Counseling Today, From the President

From the President: Three words: Positivity, hope, courage

By Catherine Roland July 28, 2016

Catherine Roland, ACA's 65th president

Catherine Roland, ACA’s 65th president

Dear Counseling Colleagues,

The heat of August is upon us. Some families are preparing for back-to-school events, while others are still enjoying well-deserved vacations. Still others may be participating in career or business opportunities that inform career development. I have always loved the end of summer, when the light is beginning to be different. For most, there is time to just breathe, contemplate and reframe what may have been a busy past few months. For many people, however, this summer has been far from quiet. In fact, it has been fraught with sadness and disbelief.

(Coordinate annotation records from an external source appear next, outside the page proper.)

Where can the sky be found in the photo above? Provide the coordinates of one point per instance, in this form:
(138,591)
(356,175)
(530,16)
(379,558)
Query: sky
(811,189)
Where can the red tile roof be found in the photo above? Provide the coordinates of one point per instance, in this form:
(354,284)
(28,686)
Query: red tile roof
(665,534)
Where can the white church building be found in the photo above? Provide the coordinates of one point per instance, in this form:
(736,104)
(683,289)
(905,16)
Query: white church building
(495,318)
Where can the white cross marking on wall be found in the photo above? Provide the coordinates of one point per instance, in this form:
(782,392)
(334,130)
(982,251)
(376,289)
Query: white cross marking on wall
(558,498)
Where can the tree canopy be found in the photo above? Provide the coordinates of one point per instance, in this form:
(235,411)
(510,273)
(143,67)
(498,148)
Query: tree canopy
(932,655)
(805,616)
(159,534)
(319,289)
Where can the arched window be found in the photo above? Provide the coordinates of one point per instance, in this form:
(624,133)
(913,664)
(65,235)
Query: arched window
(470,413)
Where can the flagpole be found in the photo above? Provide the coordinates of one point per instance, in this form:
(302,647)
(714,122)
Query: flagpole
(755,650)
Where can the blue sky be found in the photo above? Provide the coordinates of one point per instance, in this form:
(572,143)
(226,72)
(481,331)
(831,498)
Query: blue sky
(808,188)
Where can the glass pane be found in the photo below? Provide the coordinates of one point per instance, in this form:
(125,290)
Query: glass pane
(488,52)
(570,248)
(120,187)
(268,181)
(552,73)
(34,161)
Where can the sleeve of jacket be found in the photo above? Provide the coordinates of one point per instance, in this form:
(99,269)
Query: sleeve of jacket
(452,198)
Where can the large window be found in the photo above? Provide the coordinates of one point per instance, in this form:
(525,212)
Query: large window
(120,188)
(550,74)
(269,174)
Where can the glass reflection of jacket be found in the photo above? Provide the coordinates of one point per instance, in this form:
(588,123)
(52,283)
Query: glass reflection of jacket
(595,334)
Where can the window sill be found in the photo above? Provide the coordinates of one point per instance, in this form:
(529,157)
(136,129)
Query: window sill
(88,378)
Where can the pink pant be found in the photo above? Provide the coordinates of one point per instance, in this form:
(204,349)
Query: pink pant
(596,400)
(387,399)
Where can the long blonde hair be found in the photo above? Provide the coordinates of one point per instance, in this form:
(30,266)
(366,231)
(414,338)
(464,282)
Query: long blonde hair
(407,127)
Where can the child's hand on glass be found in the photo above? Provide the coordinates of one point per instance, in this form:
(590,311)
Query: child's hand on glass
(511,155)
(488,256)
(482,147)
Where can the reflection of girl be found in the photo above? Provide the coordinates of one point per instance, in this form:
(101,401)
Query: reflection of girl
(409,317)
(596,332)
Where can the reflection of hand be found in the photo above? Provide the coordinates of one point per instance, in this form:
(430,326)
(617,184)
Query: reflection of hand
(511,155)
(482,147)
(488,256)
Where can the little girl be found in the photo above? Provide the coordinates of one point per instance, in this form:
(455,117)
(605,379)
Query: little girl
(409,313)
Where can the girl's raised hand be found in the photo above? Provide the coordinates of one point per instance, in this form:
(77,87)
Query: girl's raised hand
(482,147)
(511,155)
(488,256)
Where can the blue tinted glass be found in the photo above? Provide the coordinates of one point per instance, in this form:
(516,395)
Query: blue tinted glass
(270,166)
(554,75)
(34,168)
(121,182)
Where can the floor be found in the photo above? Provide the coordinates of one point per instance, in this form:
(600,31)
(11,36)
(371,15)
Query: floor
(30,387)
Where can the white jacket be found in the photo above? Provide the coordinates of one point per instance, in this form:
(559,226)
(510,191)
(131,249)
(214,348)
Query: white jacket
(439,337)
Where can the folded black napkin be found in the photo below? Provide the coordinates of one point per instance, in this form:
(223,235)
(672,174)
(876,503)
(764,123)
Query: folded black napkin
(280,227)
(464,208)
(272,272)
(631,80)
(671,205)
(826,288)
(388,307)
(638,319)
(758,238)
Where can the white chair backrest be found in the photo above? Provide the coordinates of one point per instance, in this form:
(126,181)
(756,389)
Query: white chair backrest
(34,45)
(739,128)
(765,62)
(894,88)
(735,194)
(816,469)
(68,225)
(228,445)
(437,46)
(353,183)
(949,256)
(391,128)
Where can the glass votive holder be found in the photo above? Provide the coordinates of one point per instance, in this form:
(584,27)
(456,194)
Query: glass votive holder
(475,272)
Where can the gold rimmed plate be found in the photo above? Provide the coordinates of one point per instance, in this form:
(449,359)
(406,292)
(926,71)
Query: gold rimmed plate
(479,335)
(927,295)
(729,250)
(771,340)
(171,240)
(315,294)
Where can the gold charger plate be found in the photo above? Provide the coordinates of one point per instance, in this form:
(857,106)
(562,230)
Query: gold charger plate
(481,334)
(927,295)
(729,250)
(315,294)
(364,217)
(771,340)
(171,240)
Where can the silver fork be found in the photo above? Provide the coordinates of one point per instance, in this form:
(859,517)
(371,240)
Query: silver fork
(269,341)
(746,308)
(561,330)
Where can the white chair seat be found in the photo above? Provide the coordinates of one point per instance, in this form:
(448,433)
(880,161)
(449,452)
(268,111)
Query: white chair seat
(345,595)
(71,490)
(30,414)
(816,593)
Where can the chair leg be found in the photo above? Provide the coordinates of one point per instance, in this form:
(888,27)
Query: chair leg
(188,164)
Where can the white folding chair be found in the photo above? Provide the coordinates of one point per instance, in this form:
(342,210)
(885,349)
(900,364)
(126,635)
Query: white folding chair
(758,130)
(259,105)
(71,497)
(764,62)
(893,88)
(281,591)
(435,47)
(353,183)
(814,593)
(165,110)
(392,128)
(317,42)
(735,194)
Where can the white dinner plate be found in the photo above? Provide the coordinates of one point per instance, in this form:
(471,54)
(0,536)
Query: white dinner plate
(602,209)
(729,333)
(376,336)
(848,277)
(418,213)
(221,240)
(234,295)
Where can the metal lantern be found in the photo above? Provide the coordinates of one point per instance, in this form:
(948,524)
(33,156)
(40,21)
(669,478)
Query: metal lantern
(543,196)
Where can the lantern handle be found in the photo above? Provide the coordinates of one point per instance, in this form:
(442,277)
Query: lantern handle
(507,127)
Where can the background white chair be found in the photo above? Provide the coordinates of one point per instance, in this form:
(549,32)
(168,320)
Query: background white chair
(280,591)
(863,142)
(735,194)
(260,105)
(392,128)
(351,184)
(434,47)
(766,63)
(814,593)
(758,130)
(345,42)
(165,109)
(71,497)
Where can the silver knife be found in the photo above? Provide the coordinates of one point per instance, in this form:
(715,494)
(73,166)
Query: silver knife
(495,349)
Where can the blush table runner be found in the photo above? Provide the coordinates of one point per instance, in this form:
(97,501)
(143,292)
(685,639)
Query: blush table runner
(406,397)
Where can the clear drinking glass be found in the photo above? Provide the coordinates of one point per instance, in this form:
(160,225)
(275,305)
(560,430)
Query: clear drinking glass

On June 12, I was awakened before 7 a.m. by a text and a phone call alerting me to watch the news. What I saw impacted us all. Initial reports of the hate-filled massacre of individuals enjoying a night out with friends and family at Pulse, a popular gay club in Orlando, Florida, left me shocked, angry and terribly saddened. Early reports said 20 people were dead. Ultimately, that number rose to 49 individuals, the majority of whom were there to celebrate, dance and have fun because Pulse was hosting Latin Night. The deceased were also predominantly members of the LGBTQ community, along with their friends and family members. As that Sunday passed, I continued to sit and watch the news coverage, unable to turn away, unable to stop seeing the violence, the senseless tragedy and, ultimately, the massacre at Pulse.

As counselors, counselor educators and counseling students, try to imagine if that had been your community, your culture or your identity group. Consider the very first thing you might have thought — your gut reaction. Most of us might naturally have wanted to know what to do, how to help. I think we felt so much sadness collectively as a nation, and people from many other nations shared in this sadness. There was also anger — anger about gun violence and hate-generated acts of violence against a population. Accompanying that anger was frustration that at that moment, we had no power to change the outcome or strike it from our minds. And we are counselors, equipped to help in the aftermath of tragedy, of crises.

When we as counselors offer hope, act with courage and reframe negativity into a level of positivity, we are helping. We are serving. We model our skills by being able to assist in a nonjudgmental manner; we offer hope to a population and individuals who have experienced shameful discrimination for most of their lives; we act courageously as advocates and supporters.

The three words at the top of this column, and which you also saw in my first column — positivity, hope and courage — are important to the personal spirit and mental health of all of us. Counselors have influence in communities, with families, and in schools and agencies. When we know that truth internally and believe that we do make a big difference (sometimes all the difference) by courageously standing up to support and assist our clients and the communities in which they live, counselors gain strength. We are strong!

By now, you have heard that the ACA 2017 Conference & Expo will be held March 16-19 in San Francisco (with Pre-conference Learning Institutes taking place March 15-16). A colleague of mine said that was indeed a “poetic choice,” and with that, I concur. ACA will be in San Francisco, which is beautiful, welcoming to all and a wonderful conference city.

Please join us — there will be much to do, many networking opportunities and, most important, a solid offering of workshops and sessions of interest to all counselors, counselor educators and counseling students. From my viewpoint, this is a confluence of circumstance that highlights ACA’s brave and strong stand against discrimination, a celebration of diversity in its deepest and most authentic way, and the promotion of positivity, hope and courage to our great profession. They will all meet in San Francisco, and you just may leave your heart there.

I am incredibly humbled and proud to be writing to you, our ACA members, every month. Let us never lose track of who we are, what we do as counselors and the potential we have to contribute to the greater good.